23 I can't believe stupid liberals are promoting Alger Hiss is "innocent BS". Even the Russians have admitted he was guilty as sin. I suppose these are the same people that claim the Rosenbergs were innocent too.
Posted by: Vic We Have No Party at May 22, 2016 09:05 AM (vvmPQ)


Yeah, the "Hiss was innocent" narrative has become, or maybe it always has been, a left-wing cottage industry. A few years back, I found a website ran by Alger's son Tony that was a clearing house of information proclaiming his father's purity, and provided reassurances to faithful progressives and reinforcements of their beliefs.

Posted by: OregonMuse at May 22, 2016 09:12 AM (IYUoZ)

24 18 Posted by: Mike Hammer, etc., etc. at May 22, 2016 09:10 AM (9mTYi)

Those "simply misguided mules" are precisely the idiotic audience for these Alger Hiss haigographies.

Without their stupidity the Cold War would have been over by 1968 or so.

Posted by: sven10077 at May 22, 2016 09:12 AM (g8Hfr)

25 As I recall, Vic is a big fan of the Mistborn series and I very much enjoyed The Way of Kings, the first in the 'Stormlight' series. Haven't got around to the sequel Words of Radiance, yet, but it's on my list.


Yes I am. There are several new ones out I am waiting for the price to come down on.

Posted by: Vic We Have No Party at May 22, 2016 09:13 AM (vvmPQ)

26 Posted by: BurtTC at May 22, 2016 09:06 AM (Dj0WE)

There's a good book yet to be written about the Zinoviev papers provency.
Posted by: sven10077 at May 22, 2016 09:10 AM (g8Hfr)


And of course it WILL depend on who writes it.

Posted by: BurtTC at May 22, 2016 09:13 AM (Dj0WE)

27 21 Posted by: steevy at May 22, 2016 09:11 AM (B48dK)

Hiss was a peripheral part of FDR's "Scarlet Whiz Kidz."

Footloose Frank KNEW he had communards on the payroll and told people who told him "fuck off."

Teddy was by far the best of the Roosevelt Knickerbocker bloodline.

Posted by: sven10077 at May 22, 2016 09:14 AM (g8Hfr)

28 I highly recommend "Witness" by Whitaker Chambers.
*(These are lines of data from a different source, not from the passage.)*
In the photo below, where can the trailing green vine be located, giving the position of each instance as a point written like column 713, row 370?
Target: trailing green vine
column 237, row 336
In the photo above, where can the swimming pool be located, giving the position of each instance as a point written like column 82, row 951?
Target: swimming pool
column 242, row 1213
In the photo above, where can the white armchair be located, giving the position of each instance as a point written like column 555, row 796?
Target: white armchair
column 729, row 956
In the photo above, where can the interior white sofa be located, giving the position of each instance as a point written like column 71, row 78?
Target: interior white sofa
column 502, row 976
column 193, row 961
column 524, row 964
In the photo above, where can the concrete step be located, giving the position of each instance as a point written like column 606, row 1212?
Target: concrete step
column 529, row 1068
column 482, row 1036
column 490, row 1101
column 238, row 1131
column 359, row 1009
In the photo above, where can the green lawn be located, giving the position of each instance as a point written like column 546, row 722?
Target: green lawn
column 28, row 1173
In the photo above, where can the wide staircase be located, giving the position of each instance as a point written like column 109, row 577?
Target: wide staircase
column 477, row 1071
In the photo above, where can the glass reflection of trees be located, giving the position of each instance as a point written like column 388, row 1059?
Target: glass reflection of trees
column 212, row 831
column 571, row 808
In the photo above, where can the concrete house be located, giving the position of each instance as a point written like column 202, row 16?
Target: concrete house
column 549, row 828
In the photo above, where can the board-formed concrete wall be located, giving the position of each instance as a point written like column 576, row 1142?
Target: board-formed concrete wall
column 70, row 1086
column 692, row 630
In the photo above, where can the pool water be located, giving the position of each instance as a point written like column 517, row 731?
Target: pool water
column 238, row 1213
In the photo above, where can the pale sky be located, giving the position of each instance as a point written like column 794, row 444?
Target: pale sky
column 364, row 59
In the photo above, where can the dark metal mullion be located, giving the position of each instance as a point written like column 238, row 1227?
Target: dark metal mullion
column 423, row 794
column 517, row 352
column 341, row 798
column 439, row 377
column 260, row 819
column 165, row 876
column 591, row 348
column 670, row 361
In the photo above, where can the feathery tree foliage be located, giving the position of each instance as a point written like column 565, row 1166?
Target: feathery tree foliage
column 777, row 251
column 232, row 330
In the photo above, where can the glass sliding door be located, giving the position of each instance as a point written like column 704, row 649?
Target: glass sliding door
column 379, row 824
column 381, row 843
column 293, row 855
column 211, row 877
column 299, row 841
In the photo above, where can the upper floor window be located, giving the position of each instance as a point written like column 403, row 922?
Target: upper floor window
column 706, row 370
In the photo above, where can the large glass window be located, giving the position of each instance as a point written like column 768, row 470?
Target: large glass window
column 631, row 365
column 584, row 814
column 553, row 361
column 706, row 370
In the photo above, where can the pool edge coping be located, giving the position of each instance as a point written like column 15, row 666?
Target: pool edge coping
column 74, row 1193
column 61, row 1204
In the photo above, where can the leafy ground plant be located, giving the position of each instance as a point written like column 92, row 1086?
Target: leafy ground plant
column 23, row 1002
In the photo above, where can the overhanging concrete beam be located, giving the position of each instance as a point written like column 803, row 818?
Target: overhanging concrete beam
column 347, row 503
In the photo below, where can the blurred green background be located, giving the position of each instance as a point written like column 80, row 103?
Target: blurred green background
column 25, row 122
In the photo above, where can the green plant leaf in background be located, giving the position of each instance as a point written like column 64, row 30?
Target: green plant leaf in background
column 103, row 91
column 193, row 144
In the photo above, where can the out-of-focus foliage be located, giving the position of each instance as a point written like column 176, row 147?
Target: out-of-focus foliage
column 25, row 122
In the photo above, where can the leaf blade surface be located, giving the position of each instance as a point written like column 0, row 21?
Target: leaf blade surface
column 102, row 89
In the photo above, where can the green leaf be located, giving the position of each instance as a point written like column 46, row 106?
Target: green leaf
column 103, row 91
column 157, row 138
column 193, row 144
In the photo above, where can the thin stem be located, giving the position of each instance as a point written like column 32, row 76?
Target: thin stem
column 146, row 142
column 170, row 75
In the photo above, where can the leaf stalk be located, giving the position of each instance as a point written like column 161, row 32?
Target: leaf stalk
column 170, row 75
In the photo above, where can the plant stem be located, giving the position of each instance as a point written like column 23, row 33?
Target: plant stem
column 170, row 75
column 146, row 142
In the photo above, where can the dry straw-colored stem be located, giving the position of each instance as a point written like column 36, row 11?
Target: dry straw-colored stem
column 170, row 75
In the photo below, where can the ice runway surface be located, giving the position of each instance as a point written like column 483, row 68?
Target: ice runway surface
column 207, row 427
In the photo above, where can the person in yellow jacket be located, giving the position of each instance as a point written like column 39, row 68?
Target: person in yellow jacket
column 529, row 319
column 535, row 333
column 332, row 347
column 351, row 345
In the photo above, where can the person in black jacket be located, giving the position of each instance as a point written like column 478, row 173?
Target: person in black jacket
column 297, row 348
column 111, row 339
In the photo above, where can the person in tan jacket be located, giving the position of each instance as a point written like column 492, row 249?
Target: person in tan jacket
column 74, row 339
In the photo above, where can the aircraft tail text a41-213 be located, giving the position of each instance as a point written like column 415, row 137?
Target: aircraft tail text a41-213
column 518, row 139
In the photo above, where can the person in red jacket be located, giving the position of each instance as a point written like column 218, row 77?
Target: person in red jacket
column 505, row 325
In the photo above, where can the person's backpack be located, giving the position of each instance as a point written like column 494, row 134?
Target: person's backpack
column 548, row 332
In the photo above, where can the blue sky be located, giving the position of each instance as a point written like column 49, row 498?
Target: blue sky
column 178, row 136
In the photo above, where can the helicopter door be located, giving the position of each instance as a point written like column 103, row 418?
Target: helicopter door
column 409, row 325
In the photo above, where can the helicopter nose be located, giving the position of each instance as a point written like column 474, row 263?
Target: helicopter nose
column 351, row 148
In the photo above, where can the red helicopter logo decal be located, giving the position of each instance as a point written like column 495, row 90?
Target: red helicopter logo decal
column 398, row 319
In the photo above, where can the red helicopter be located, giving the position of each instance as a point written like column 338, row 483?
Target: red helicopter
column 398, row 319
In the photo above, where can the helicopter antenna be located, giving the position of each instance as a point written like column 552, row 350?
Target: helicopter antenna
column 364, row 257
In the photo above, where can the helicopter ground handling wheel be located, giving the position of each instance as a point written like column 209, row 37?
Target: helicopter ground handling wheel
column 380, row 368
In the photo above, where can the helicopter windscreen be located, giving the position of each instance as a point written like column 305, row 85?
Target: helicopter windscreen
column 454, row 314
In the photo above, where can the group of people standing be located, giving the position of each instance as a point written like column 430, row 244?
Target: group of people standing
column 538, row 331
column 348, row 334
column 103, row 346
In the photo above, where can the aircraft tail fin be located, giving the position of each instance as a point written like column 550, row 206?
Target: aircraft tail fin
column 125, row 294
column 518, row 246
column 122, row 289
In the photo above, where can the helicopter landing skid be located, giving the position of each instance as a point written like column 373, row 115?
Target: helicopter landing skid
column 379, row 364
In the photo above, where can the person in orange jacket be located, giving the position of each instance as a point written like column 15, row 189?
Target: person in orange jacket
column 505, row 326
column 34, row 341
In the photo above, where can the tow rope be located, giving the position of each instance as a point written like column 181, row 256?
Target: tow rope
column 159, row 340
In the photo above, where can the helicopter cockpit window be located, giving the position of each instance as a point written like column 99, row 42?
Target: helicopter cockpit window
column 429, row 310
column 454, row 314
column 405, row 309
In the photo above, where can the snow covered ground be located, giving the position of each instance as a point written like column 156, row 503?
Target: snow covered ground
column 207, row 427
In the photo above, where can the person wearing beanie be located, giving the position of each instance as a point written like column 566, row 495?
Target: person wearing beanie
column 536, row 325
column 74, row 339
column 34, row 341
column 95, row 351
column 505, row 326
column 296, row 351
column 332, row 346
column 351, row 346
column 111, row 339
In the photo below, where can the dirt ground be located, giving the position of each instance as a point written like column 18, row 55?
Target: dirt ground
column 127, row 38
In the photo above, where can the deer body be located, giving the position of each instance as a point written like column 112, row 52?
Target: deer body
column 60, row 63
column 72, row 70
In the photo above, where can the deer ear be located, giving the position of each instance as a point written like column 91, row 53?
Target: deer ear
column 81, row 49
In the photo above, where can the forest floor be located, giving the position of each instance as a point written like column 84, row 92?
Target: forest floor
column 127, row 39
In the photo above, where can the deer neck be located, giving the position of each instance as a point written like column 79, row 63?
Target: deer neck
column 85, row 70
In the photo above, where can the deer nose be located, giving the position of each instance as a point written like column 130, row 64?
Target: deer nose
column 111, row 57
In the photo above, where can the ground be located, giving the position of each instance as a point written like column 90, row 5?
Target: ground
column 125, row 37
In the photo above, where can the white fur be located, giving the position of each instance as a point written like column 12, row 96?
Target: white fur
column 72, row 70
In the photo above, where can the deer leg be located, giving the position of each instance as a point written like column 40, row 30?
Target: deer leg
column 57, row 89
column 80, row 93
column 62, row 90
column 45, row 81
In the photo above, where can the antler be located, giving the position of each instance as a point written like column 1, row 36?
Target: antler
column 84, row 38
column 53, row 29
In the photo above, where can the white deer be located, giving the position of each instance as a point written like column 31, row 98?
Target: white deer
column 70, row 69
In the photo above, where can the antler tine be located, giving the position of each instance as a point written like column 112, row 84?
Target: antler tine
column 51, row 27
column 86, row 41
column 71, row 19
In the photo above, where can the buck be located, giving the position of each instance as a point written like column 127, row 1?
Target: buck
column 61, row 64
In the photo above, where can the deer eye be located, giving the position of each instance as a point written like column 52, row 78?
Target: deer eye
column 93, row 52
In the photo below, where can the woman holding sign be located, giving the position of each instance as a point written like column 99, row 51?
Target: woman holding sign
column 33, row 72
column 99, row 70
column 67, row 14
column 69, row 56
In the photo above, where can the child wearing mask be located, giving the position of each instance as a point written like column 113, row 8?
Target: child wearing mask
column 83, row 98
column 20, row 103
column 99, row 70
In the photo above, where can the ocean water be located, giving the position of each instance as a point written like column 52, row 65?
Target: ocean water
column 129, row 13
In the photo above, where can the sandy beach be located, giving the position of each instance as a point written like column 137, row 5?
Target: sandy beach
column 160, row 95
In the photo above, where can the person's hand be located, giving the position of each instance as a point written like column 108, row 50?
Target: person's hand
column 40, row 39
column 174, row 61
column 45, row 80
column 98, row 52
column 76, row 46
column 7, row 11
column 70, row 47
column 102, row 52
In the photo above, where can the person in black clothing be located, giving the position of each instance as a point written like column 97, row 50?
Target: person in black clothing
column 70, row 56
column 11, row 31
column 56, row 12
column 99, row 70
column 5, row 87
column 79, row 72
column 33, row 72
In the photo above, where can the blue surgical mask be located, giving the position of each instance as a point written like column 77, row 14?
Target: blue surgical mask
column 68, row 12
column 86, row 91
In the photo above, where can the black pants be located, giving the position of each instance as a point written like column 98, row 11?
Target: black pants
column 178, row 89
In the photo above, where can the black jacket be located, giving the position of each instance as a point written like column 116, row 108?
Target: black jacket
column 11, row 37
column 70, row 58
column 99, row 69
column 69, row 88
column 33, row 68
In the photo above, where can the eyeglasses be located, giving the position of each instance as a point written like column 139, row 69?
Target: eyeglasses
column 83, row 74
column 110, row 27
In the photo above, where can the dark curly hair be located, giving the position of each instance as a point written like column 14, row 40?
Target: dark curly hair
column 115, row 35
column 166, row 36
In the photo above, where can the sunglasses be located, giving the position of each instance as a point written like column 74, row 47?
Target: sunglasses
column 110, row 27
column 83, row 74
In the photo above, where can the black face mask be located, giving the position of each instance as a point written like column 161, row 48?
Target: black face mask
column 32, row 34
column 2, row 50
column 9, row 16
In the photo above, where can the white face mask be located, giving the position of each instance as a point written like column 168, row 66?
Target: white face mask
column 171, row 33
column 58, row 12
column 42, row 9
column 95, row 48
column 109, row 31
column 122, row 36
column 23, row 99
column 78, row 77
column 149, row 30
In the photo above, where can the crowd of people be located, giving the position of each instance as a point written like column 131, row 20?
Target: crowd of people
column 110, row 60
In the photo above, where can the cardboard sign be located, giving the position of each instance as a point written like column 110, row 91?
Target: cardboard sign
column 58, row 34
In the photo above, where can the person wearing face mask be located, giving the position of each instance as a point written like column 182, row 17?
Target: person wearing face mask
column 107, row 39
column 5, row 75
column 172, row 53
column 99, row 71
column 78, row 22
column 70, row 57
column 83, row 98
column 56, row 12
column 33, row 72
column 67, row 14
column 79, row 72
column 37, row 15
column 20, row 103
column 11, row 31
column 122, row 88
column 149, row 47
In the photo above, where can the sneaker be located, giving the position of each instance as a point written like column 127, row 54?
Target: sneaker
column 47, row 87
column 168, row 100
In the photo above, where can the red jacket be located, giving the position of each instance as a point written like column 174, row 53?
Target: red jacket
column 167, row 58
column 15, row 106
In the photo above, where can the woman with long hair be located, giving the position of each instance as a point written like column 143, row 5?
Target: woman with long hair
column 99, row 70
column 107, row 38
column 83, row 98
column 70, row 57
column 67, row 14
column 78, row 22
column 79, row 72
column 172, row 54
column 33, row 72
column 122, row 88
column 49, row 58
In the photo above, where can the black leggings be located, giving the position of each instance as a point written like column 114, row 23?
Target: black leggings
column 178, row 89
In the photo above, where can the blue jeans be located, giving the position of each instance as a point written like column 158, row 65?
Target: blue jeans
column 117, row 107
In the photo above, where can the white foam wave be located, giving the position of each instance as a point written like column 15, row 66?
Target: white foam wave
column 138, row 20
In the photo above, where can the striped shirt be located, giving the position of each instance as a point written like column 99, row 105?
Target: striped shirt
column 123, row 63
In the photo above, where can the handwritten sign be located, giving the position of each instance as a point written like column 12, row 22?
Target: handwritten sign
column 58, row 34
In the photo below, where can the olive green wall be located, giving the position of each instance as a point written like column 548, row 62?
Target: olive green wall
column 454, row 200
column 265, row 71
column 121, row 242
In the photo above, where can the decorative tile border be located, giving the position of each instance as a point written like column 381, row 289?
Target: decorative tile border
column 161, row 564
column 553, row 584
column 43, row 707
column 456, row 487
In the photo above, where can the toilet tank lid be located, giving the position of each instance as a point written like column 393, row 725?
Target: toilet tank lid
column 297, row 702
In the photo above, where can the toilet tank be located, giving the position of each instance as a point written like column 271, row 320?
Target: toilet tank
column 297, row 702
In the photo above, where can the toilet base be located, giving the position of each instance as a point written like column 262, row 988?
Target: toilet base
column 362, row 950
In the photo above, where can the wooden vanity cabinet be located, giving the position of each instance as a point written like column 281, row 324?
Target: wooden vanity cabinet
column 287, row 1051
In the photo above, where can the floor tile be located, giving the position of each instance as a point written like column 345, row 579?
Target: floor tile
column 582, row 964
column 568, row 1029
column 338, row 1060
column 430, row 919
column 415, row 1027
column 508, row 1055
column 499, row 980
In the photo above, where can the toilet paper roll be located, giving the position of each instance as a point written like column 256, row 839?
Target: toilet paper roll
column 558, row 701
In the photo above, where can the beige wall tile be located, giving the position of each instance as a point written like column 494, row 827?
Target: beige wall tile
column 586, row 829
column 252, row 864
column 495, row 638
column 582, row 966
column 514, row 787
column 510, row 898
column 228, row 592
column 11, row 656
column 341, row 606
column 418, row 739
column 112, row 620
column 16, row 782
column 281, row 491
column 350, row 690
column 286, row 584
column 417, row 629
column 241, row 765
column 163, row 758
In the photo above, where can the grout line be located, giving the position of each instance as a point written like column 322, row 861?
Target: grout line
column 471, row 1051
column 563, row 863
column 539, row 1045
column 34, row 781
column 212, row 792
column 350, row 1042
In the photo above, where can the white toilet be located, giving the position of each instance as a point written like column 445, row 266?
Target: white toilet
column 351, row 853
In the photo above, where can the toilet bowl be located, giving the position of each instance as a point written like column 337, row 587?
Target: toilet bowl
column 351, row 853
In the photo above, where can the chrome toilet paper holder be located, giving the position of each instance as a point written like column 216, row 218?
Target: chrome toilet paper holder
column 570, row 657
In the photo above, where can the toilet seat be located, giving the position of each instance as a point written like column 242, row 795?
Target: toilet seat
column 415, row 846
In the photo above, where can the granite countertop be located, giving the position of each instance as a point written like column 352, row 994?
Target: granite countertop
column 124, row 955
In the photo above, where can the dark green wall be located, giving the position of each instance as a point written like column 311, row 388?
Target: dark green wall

Once a Communist himself, Chambers understood the destructive force of people like Hiss. Superbly written firsthand account of history.

Posted by: Murph at May 22, 2016 09:15 AM (JX1Wq)

29 Still working on 'Russia's War', Overy. The first two chapters describing in some detail the rise of Stalin to power are a very interesting re-cap of just how nasty the Bolshies were. Of course, things got worse.

I rate the book an easy 4.5 stars. Well written, substantive, coherent, and easy to read.

Posted by: Mike Hammer, etc., etc. at May 22, 2016 09:15 AM (9mTYi)

30 Don Imus is one of the "useful retards" who has declaimed Hiss' innocence for decades.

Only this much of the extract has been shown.